I’m a technophile, and I particularly love tablets. I bought the iPad within weeks of its initial release. I have a really nice Android tablet – Google’s Nexus 10. And now I have a Microsoft Surface Pro with Windows 8. I’ve used all three extensively. What do I think of the Surface Pro? It’s not perfect, but it’s very good.
Windows 8 is the only tablet OS that solidly implements a form of “multitasking”. [[Correction: As discussed in the comments below, I don’t really mean “multitasking” here. All the tablet OSs can run tasks in the background. I mean the number of programs that can be displayed and used at once.]] It’s a little primitive – it’s just two apps (unless you use the “workshop” app, and then you can cram a few more in there), and you’re limited to 1/3 and 2/3 of the screen, but it’s way ahead of the competition. Android 4 has the ability to pop up windows and there are some developers writing to that. Also, Samsung has a customization of Android that lets you put certain special Samsung apps on the screen at the same time. But Microsoft’s implementation works with any “modern” tablet app – much more general.
Plus there is the blessed pressure sensitivity of the stylus. Android also has this potential and Samsung has implemented it on one of their tablets as a customization, but it’s not a standard part of the OS yet. You can’t write with a pen for real on any other tablet – it’s just not realistic. I’ve tried. Nor can you do serious art work on a tablet without the exactitude of a digital stylus and pressure sensitivity.
And then, of course, there is the fact that the Surface Pro is an actual, full-powered work computer that connects to your printers and can run all your legacy software. The other tablets have all kinds of kludgy workarounds to enable you to print, and certainly can’t run your legacy Windows software – those programs that are critical for your work.
The Surface Pro is powerful, and the new UI interface is very nice. I suspect a lot of the complaints about it arise for two reasons: (1) Microsoft could not have rolled it out more badly if they tried, between putting Admin apps on the Start screen and taking away the Start button, and (2) The UI is completely new – there is a learning curve to the completely innovative gestures, keystrokes, new menu placements, and basics for how to do stuff. People will be lost at first, and Microsoft did nothing to make this transition easier.
Don’t give up too soon…
With study, I find the touch portion of Windows 8 quite usable – perhaps better than any other tablet. But it’s so unlike anything else that it does require study. You can’t guess at the new gestures and methods. You don’t benefit from transfer of learning, as with other tablet OSs. Perhaps this was a mistake on Microsoft’s part, but perhaps not – it’s very intruitive and easy to use, once you get used to it.

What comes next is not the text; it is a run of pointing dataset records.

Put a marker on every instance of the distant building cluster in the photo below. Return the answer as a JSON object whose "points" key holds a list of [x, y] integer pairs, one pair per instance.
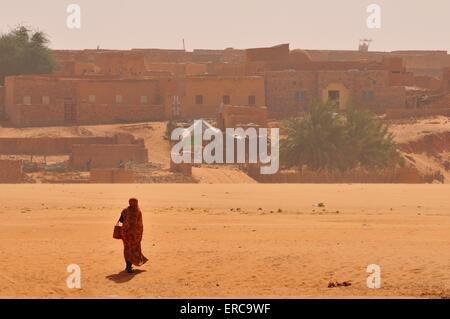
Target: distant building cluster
{"points": [[110, 86]]}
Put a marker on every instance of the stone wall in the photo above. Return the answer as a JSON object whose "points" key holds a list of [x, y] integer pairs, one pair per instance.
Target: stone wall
{"points": [[11, 171], [46, 146], [2, 102], [111, 176], [400, 175], [90, 156]]}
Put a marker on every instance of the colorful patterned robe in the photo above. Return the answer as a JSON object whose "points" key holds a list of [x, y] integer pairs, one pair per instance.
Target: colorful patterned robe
{"points": [[132, 231]]}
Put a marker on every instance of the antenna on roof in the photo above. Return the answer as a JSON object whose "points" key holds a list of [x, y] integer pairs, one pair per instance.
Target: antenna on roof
{"points": [[364, 45]]}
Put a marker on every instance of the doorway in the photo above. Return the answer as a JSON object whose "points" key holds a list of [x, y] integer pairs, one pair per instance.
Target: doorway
{"points": [[70, 115]]}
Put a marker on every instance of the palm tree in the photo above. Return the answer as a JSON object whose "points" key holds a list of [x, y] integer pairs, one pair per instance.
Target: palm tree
{"points": [[316, 140], [324, 139], [23, 51]]}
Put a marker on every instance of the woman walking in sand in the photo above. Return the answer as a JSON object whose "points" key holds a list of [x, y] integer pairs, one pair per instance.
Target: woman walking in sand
{"points": [[132, 230]]}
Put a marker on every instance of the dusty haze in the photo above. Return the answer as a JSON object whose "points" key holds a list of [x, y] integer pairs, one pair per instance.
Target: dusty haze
{"points": [[319, 24]]}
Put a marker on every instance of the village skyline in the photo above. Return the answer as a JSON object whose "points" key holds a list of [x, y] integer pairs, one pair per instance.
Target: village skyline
{"points": [[322, 25]]}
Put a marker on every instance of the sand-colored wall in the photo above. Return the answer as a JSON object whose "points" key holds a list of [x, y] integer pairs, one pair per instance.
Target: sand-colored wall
{"points": [[11, 171], [106, 156], [46, 145], [238, 116], [399, 175], [111, 176], [214, 88], [2, 102], [107, 107]]}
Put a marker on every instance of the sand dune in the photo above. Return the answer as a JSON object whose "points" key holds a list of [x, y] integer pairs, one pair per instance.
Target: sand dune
{"points": [[228, 240]]}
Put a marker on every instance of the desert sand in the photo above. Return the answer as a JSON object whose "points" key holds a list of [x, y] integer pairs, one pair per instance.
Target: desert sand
{"points": [[228, 240]]}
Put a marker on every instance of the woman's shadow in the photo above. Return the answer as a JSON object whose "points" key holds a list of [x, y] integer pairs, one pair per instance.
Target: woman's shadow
{"points": [[124, 276]]}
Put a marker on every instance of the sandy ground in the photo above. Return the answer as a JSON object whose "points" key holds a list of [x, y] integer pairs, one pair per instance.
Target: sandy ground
{"points": [[228, 240]]}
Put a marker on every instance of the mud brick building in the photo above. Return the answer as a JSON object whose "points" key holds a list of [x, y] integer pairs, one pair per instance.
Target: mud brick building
{"points": [[11, 171], [202, 96], [53, 101]]}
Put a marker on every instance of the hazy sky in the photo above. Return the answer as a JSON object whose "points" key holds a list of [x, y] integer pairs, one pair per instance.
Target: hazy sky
{"points": [[307, 24]]}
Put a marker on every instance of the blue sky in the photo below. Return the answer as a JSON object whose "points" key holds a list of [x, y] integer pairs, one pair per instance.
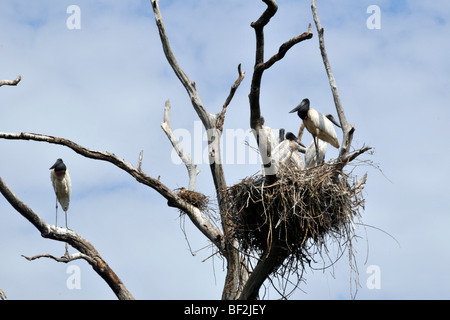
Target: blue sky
{"points": [[104, 87]]}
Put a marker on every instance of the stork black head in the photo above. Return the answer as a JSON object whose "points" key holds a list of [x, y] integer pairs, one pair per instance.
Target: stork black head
{"points": [[59, 166], [291, 137], [302, 109], [332, 119]]}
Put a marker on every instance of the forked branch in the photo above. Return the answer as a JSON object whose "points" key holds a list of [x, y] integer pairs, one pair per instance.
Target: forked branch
{"points": [[86, 249], [347, 129]]}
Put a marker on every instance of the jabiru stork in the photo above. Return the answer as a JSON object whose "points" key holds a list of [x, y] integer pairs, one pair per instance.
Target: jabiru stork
{"points": [[315, 157], [320, 126], [287, 153], [62, 186]]}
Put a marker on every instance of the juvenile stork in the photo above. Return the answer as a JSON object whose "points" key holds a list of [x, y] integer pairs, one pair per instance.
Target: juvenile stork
{"points": [[62, 185], [320, 126], [286, 154]]}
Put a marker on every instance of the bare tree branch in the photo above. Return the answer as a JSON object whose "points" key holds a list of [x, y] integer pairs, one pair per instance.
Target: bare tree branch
{"points": [[270, 259], [185, 157], [221, 115], [11, 82], [72, 238], [347, 129], [215, 158]]}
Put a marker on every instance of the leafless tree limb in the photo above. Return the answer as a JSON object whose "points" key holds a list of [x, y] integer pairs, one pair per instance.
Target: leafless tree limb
{"points": [[221, 115], [185, 157], [256, 120], [65, 258], [214, 135], [3, 295], [71, 237], [196, 216], [11, 82], [272, 257]]}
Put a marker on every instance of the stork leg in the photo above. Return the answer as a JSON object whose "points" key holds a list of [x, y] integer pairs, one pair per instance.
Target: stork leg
{"points": [[56, 223]]}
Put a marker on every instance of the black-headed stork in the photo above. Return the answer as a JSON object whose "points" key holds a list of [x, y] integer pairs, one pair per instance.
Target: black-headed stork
{"points": [[320, 126]]}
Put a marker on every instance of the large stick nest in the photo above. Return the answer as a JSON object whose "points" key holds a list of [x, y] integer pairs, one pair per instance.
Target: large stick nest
{"points": [[299, 210]]}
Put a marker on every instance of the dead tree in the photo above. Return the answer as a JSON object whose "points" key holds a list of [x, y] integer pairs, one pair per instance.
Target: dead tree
{"points": [[242, 280]]}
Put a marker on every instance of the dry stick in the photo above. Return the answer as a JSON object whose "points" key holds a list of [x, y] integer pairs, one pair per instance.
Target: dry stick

The only serious mistake Microsoft made was in trying to pretend that Windows 8 is one operating system. It’s really two operating systems rolled into one, almost like a dual boot system, but much more seamless. The old desktop OS has to stay for now because of the need for backward compatibility, but that’s no reason to pretend it’s part of the “real” Windows 8.
I think that the Start page should initially contain only modern apps, or that the desktop apps should be very clearly marked as such – perhaps by a special background color for the tiles. The idea that the Start page should substitute for the Start menu in the old desktop was very misguided – mongo, giant, error. Both are needed. As more apps migrate to a modern interface, Microsoft will probably be able to drop the old desktop eventually, but until then, they should present it as the legacy beast it is.
It was also a big mistake to clutter up the Start page with a huge number of desktop system and administrative apps. The touch interface is supposed to be easy and accessible. People will launch these programs just to see what they are and recoil in horror. Really dumb call. Who’s in charge over there??
My take after playing with the Surface Pro all weekend is that there’s a lot of potential here, though there are still some bugs and there’s a big deficit in available apps – especially compared to what’s available for iOS and Android. The Surface Pro is a bit heavy for a tablet and the battery life is a lot shorter than my Nexus 10, but it does way more. It’s sort of an amalgamation of engineering brilliance and management incompetence. There are clearly still some very smart people at Microsoft, but they don’t seem to be the ones in charge.
Bottom line, I like it! I hope that Microsoft fixes the design errors and bugs, and that developers create more apps for it so Windows 8 and the Surface Pro (or its successors) can reach its potential.